The growing controversy surrounding prostate cancer screening in recent years doesn’t appear to have changed men’s attitudes toward the test — many still get screened regardless, a new study suggests.
Between 2001 and 2011, the percentage of men ages 50 to 64 who were screened for prostate cancer with the prostate specific antigen (PSA) test remained stable, the study found. Screening rates among men ages 40 to 49 increased until 2008, after which they flattened out, but didn’t decrease.
Meanwhile, there has been increasing concern over the test’s benefit. In 2009, two large studies found that PSA screening leads to a high rate of prostate cancer overdiagnosis — that is, it often finds cancers that would not have gone on to cause problems or death in a man’s lifetime. These studies were widely covered by the media at the time, and eventually led to changes in PSA screening recommendations.
For instance, the American Cancer Society changed its recommendations in 2010 to say that men should speak with their doctors about the benefits and risks of PSA screening starting at age 50 (earlier guidelines had recommended yearly PSA screening). And the U.S. Preventive Services Task Force recommended against PSA screening in late 2011.
The new findings suggest that, once screening is recommended, it’s hard to go back on that advice.
For three decades, “The message has been ‘get screened, get screened, get screened,'” said study researcher Dr. James Goodwin, director of the Sealy Center on Aging at the University of Texas Medical Branch in Galveston. “We were very, very successful in getting that message across,” Goodwin said. “And then we can’t just suddenly say ‘stop.'”

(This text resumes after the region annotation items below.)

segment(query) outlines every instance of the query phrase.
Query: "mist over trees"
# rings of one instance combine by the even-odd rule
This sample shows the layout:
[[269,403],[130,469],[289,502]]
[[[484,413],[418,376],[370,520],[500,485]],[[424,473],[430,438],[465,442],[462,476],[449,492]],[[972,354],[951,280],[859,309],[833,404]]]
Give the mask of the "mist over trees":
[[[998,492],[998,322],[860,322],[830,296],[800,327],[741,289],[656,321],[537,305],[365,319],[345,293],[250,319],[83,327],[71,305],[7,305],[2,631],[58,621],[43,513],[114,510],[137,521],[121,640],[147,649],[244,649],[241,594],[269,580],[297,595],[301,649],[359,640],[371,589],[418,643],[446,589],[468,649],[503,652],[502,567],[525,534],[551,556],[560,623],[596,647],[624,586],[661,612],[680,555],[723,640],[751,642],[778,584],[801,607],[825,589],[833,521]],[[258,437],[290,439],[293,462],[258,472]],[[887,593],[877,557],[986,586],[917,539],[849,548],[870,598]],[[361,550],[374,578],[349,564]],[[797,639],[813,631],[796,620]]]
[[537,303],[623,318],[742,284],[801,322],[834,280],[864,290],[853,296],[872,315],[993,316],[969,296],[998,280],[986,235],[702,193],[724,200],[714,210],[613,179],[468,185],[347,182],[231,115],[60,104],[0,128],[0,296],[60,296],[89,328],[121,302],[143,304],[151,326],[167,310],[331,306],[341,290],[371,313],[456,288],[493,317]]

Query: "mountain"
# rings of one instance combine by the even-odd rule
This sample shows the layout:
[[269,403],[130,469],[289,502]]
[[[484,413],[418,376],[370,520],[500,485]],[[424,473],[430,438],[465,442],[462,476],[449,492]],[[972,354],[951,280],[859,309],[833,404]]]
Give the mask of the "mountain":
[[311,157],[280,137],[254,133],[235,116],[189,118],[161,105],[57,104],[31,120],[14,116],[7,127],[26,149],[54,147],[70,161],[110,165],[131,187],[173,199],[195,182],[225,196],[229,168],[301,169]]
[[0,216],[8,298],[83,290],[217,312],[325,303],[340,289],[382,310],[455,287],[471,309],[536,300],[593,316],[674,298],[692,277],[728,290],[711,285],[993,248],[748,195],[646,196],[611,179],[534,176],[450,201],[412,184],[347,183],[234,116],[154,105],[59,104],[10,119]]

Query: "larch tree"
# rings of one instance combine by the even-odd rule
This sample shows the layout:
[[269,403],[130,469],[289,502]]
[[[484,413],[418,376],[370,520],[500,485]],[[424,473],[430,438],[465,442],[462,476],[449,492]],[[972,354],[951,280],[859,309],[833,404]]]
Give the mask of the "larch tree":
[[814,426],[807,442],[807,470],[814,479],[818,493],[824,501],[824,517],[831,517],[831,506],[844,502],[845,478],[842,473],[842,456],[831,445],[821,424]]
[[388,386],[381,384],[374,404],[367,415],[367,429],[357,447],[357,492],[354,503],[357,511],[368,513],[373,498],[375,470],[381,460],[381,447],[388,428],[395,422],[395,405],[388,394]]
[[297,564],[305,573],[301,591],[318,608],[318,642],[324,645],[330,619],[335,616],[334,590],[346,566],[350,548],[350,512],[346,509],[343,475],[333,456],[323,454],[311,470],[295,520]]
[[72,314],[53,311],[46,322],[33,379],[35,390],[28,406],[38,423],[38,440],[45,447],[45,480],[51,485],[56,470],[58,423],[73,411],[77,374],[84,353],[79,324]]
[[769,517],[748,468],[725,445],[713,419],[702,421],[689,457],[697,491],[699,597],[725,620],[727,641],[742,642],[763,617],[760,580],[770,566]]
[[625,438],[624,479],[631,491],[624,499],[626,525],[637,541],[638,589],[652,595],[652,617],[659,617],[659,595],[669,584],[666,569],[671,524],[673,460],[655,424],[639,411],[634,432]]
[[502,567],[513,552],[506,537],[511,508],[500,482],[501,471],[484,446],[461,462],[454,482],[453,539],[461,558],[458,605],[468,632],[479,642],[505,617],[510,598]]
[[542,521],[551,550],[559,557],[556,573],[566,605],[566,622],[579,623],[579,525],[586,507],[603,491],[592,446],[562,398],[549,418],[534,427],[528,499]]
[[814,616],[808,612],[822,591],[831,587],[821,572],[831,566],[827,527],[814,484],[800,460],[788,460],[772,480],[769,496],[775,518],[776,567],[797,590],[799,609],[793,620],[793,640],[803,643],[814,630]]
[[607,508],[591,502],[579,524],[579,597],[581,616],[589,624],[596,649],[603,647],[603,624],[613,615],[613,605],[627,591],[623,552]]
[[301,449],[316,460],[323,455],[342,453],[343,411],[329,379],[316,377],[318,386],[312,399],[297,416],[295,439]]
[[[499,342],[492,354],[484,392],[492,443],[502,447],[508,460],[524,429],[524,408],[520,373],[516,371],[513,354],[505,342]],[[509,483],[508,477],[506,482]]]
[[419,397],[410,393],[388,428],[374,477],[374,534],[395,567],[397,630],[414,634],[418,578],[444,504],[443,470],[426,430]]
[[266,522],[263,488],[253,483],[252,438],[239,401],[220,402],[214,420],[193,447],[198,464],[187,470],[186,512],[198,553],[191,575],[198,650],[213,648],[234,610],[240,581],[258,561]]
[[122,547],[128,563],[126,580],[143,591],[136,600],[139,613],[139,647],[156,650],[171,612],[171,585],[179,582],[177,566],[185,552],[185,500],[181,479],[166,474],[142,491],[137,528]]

Goodwin said he suspects it will take a while to get the new message across, but that there will be a gradual change as even more research is published.
The new study is based on records from a private health insurance database, which included information from more than 1.5 million men yearly.
In 2001, PSA screening rates were 12.1 percent for men ages in their 40s, 32.7 percent for men in their 50s and 42.7 percent for men ages 60 to 64. In 2011, screening rates were 15.7 percent, 34.2 percent and 42.0 percent, for each respective age group.
Because the U.S. Preventive Services Task Force changed its recommendation in late 2011, the effect of that change may not be reflected in the new study. However, Goodwin said that changes to medical practice can occur quickly, within days of media coverage of a new study.
Many experts believe a practice known as active surveillance could reduce unnecessary treatment of the disease. Under active surveillance, patients diagnosed with low-risk prostate cancer receive regular follow-up testing, and are treated only if their cancer becomes more aggressive.
But Goodwin said that in his experience, patients want to take action once they hear the word “cancer,” rather than wait, even if that cancer isn’t going to cause harm. “Many men do not tolerate that concept,” Goodwin said, referring to active surveillance. “The word ‘cancer’ has such an emotional weight.”
Pass it on: The percentage of men who get screened for prostate cancer hasn’t changed in recent years, despite growing controversy over the test’s benefit.